My ex and I were together for 5 years. The last year of our relationship, I thought that it was going to be the year. We bought a new car together, had our own place, our careers were advancing. And then I started having pain in my arm. It diminished our sex life, I couldn’t support myself with my arm. I figured it was tendinitis, arthritis, anything but a gooey tumor eating my bone and soft tissue. After my surgery, I was pretty much stuck in bed, as any moving or twisting pushed through the limits of my pain medications. And the physical therapy to follow was my main focus for months. And one day, I got a Facebook message from a girl asking if I was with him. She’s slept with him twice, sent me the photos he sent her, the text messages, the fake profiles… and after investigating, he has been seeking sexual companions for about 9 months before I ended the relationship. It crushed me. I lost who I was. I couldn’t figure out what I liked. I watched my dreams of engagement, a child, and my ideals. Who was I? What did I like to do? It took me months. I had friends from all over the country come stay with me to keep me from going back. And he would beg me. I would get messages non stop. I blocked his number and half a dozen Facebook accounts.

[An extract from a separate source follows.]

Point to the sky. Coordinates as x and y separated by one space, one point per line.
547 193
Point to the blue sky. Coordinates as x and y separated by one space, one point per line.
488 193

It’s been almost 2 years, and I sometimes wonder what could have been. What if I unblocked him? What if we fixed things. But I’m this broken now because of what he did. Some things can’t be fixed. Some things aren’t worth fixing. But I’m proud of you for moving forward. You weren’t the one who walked away, she did.

The best revenge is happiness. I wish so many good things for you, and I’m sending you a ton of good juju.